Incident Cardiac Events and Sleep Disordered Breathing in Diabetic Patients

Introduction

Diabetes mellitus type 2 (T2DM) is an increasing worldwide epidemic already affecting 25.8 million individuals, representing 8.3% of the U.S. population, and including one in four Americans age 65 years and older.1 The T2DM population has a significantly higher incidence of coronary artery disease (CAD), congestive heart failure (CHF),2,3 atrial fibrillation (AF)4, and shorter lifespan frequently attributed to cardiovascular death.8 The American Diabetes Association (ADA) current guidelines,6 including performing at least annual standardized assessments of the traditional core set of cardiovascular risk factors (glycemic control, overweight/obesity, hypertension, dyslipidemia, and alcohol and tobacco use) in the adult diabetic population, are being increasingly adopted by pediatricians involved in the long-term care of diabetic children and teens.9,10 The American Cardiology Community is a long-standing partner of the ADA in cardiovascular preventive strategies, clinical care, and clinical and experimental research related to cardiac complications in patients with T2DM. While the pathology and mechanisms underlying the association between glucose homeostasis and specific myocardial dysfunction remain to be clarified,2 and cardiac service referrals are no longer recommended for routine screenings of incident cardiac events in asymptomatic diabetics at cardiovascular risk due to a previously demonstrated poor cost/benefit ratio of these interventions,6,11 the benefit of multidisciplinary efforts in recognizing and treating novel cardiovascular risk factors cannot be overstated6-8. Of those, sleep-related conditions are currently gaining increased interest and attention, due to a higher prevalence of sleep disorders (including sleep disordered breathing (SDB), reduced sleeping time, and poor sleep quality) and these conditions' associations with cardiac and cardiovascular risk, and similar patterns of association of the same conditions with glucose intolerance, insulin resistance, and diabetes,6,12,13-16 independent of other common characteristics, such as overweight /obesity17 and depression.

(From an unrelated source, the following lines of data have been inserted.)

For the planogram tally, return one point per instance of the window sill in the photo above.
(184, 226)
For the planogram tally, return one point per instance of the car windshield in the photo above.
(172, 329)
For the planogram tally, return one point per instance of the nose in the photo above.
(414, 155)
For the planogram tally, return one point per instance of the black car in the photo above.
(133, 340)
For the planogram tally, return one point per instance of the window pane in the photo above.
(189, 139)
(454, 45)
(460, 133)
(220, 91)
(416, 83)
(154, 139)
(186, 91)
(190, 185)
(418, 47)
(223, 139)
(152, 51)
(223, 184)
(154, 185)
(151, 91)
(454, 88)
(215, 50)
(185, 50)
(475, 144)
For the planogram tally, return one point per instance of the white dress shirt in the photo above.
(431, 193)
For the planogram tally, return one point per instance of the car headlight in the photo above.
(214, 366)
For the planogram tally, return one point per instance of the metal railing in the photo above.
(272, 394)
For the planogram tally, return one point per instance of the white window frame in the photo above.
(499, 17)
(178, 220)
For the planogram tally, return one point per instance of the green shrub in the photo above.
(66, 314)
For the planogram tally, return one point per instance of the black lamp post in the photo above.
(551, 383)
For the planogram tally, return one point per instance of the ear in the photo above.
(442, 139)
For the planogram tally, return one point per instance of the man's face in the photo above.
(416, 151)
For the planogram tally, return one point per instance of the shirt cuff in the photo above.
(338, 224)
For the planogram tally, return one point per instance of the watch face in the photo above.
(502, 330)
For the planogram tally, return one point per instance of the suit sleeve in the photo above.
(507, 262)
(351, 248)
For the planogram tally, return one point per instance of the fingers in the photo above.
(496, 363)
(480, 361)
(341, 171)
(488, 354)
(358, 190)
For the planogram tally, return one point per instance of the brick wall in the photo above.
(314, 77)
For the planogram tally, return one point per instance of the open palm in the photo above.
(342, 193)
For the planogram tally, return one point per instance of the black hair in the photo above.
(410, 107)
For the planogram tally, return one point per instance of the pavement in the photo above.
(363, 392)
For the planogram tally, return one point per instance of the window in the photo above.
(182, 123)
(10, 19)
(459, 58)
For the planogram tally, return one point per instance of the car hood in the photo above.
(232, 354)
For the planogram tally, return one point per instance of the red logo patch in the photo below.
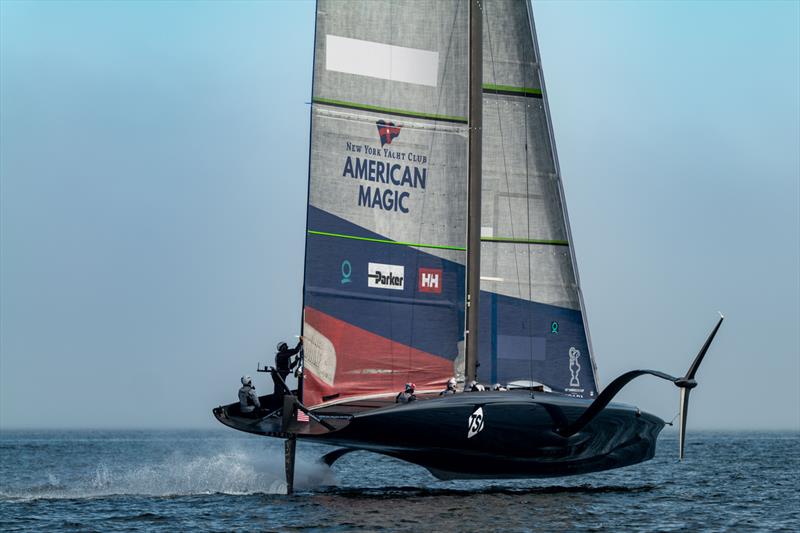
(387, 131)
(430, 280)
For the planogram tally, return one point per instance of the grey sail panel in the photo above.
(531, 307)
(385, 246)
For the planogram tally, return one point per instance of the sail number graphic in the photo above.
(475, 423)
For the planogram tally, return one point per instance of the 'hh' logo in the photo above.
(430, 280)
(387, 131)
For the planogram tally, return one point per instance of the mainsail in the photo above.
(386, 229)
(532, 320)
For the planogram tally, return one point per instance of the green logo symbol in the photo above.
(347, 271)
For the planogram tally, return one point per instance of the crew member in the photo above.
(284, 363)
(248, 399)
(407, 395)
(451, 387)
(474, 386)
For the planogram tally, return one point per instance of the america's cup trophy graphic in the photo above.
(574, 367)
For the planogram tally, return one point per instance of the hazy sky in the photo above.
(153, 173)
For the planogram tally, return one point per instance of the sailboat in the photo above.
(437, 246)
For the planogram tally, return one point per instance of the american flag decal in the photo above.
(387, 131)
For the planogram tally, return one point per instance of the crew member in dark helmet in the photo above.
(407, 395)
(284, 363)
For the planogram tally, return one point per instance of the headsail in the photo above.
(532, 319)
(386, 230)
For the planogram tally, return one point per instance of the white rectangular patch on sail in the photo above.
(383, 61)
(386, 276)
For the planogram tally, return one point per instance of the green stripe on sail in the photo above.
(524, 241)
(511, 89)
(402, 112)
(386, 241)
(439, 246)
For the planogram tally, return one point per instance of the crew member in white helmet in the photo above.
(407, 395)
(248, 399)
(451, 387)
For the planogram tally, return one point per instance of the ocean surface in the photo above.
(221, 480)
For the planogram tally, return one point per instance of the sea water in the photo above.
(221, 480)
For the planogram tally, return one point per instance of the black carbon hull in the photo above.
(514, 436)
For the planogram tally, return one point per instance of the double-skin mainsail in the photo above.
(385, 272)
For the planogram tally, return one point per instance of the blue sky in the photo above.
(153, 167)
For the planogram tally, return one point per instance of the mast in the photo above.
(474, 205)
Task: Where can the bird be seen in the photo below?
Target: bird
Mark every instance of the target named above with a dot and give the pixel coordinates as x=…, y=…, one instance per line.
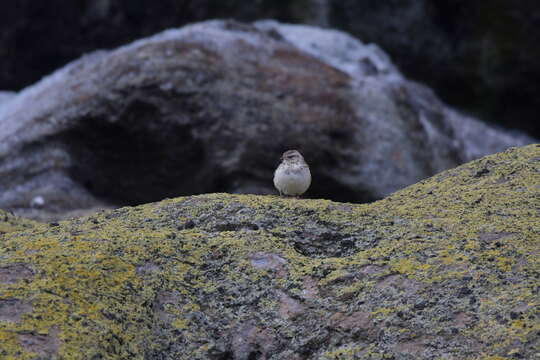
x=292, y=177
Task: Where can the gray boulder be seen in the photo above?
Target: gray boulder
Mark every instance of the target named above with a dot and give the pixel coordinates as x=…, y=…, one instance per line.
x=211, y=106
x=445, y=269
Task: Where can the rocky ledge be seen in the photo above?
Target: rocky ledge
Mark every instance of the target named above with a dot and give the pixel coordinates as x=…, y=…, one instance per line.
x=444, y=269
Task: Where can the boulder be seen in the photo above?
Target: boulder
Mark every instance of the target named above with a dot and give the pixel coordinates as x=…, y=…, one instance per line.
x=479, y=56
x=210, y=107
x=445, y=269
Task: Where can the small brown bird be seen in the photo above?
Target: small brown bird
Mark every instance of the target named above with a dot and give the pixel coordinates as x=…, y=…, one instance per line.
x=292, y=177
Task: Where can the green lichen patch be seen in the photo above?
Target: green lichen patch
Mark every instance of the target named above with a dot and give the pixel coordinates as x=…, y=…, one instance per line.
x=447, y=268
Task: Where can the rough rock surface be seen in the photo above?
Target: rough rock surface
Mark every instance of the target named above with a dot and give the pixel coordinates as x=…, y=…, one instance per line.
x=210, y=107
x=478, y=55
x=445, y=269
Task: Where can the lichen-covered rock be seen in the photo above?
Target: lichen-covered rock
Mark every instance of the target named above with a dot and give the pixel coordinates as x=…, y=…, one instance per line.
x=211, y=106
x=447, y=268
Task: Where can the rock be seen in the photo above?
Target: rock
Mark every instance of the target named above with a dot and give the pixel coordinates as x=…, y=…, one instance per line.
x=479, y=56
x=210, y=107
x=5, y=96
x=446, y=268
x=38, y=38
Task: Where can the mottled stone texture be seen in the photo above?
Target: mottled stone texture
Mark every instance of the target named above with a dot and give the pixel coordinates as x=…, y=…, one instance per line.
x=210, y=108
x=445, y=269
x=481, y=56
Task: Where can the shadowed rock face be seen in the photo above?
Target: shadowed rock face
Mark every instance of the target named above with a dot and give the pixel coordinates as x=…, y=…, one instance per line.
x=446, y=268
x=210, y=107
x=479, y=56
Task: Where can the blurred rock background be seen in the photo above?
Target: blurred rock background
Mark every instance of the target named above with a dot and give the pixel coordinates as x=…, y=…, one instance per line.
x=162, y=118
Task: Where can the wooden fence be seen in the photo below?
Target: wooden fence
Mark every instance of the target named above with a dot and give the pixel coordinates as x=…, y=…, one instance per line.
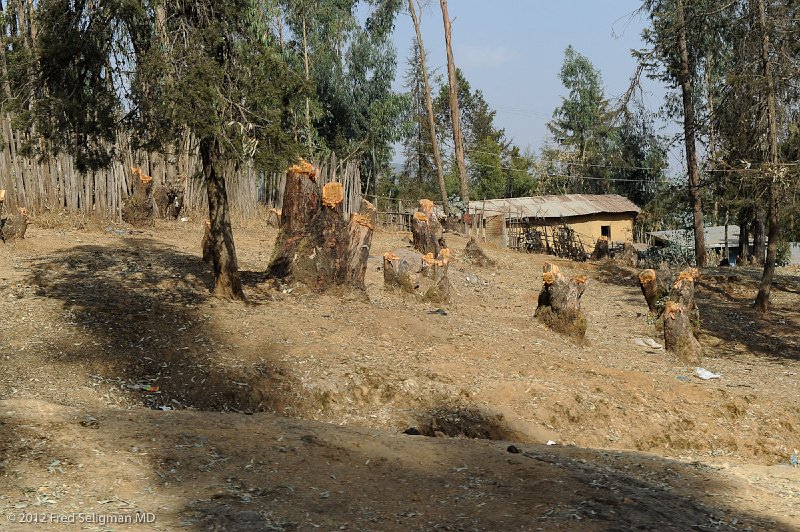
x=54, y=184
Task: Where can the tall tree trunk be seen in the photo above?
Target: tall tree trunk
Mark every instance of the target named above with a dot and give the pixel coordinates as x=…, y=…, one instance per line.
x=760, y=235
x=744, y=237
x=308, y=77
x=437, y=156
x=455, y=115
x=762, y=299
x=689, y=134
x=220, y=235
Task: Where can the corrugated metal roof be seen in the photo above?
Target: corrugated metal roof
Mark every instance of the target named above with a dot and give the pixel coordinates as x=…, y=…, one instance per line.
x=714, y=236
x=563, y=206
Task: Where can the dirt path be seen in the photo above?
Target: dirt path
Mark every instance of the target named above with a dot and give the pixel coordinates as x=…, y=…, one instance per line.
x=117, y=327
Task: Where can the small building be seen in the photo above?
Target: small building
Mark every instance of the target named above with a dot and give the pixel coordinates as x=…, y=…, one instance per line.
x=714, y=237
x=716, y=242
x=589, y=216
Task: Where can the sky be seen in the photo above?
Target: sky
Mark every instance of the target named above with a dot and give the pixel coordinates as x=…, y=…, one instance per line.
x=512, y=50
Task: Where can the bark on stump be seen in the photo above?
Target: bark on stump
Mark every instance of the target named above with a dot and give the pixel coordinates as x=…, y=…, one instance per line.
x=317, y=246
x=424, y=276
x=398, y=273
x=679, y=337
x=629, y=255
x=13, y=227
x=426, y=231
x=139, y=208
x=683, y=293
x=435, y=269
x=476, y=255
x=168, y=200
x=559, y=303
x=600, y=249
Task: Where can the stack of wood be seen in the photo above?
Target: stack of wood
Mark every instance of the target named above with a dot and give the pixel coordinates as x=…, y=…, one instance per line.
x=317, y=245
x=674, y=303
x=12, y=226
x=559, y=303
x=139, y=208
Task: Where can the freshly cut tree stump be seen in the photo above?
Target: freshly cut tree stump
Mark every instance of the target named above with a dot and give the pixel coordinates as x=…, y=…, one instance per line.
x=139, y=208
x=427, y=233
x=476, y=255
x=559, y=304
x=435, y=269
x=397, y=272
x=683, y=293
x=424, y=276
x=13, y=227
x=600, y=249
x=168, y=199
x=679, y=336
x=317, y=246
x=629, y=255
x=678, y=310
x=654, y=290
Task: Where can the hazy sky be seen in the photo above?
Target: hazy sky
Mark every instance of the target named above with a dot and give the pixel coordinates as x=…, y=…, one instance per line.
x=512, y=50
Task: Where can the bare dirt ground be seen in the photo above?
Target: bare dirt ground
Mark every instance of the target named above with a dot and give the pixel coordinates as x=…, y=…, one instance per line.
x=125, y=388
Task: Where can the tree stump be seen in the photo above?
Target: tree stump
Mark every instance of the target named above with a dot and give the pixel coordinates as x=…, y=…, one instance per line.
x=424, y=276
x=435, y=269
x=600, y=249
x=397, y=272
x=559, y=302
x=629, y=255
x=168, y=200
x=654, y=290
x=317, y=246
x=13, y=227
x=679, y=336
x=476, y=255
x=683, y=293
x=139, y=208
x=426, y=231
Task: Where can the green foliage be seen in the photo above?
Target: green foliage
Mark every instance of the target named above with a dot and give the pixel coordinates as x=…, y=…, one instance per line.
x=77, y=107
x=219, y=81
x=597, y=149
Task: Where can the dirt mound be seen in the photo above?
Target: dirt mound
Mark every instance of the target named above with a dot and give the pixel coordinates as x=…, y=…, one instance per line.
x=113, y=322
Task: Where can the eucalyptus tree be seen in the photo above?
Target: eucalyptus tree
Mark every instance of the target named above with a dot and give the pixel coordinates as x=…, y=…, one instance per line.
x=160, y=69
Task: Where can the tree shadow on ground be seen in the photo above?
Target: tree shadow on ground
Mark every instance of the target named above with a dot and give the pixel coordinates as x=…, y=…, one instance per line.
x=137, y=310
x=216, y=471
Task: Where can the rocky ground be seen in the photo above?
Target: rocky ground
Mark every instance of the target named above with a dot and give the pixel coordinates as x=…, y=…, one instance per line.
x=125, y=388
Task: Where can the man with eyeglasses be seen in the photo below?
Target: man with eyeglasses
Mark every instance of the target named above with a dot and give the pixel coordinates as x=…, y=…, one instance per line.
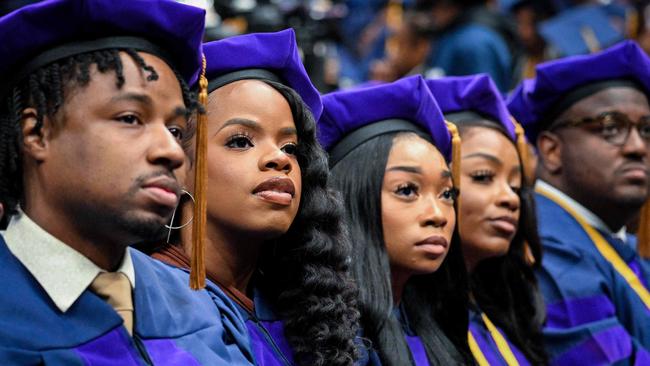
x=590, y=120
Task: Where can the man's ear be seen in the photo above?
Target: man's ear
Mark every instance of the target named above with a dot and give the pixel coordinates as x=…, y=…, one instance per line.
x=549, y=147
x=35, y=134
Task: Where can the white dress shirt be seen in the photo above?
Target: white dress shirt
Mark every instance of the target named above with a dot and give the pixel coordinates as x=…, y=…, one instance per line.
x=63, y=272
x=590, y=217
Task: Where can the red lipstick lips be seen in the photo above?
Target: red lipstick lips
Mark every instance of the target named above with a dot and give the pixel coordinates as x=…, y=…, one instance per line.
x=163, y=190
x=505, y=224
x=278, y=190
x=436, y=245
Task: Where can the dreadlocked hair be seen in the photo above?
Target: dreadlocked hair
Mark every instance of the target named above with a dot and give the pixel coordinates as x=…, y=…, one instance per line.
x=45, y=90
x=305, y=272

Diabetes, SDB and Incident Cardiac Events

SDB probably represents the most common under-recognized, therefore untreated, chronic sleep disorder worldwide. Previous articles in this series18-21 have already reviewed emerging epidemiological and clinical evidence linking SDB with hypertension, CAD, CHF, AF22-31 and SDB with diabetes and insulin resistance.13 This short review aims to increase the cardiology community's interest in causal association research of the independent role of SDB on new onset cardiac disease in asymptomatic T2DM patients, a topic largely unstudied to date.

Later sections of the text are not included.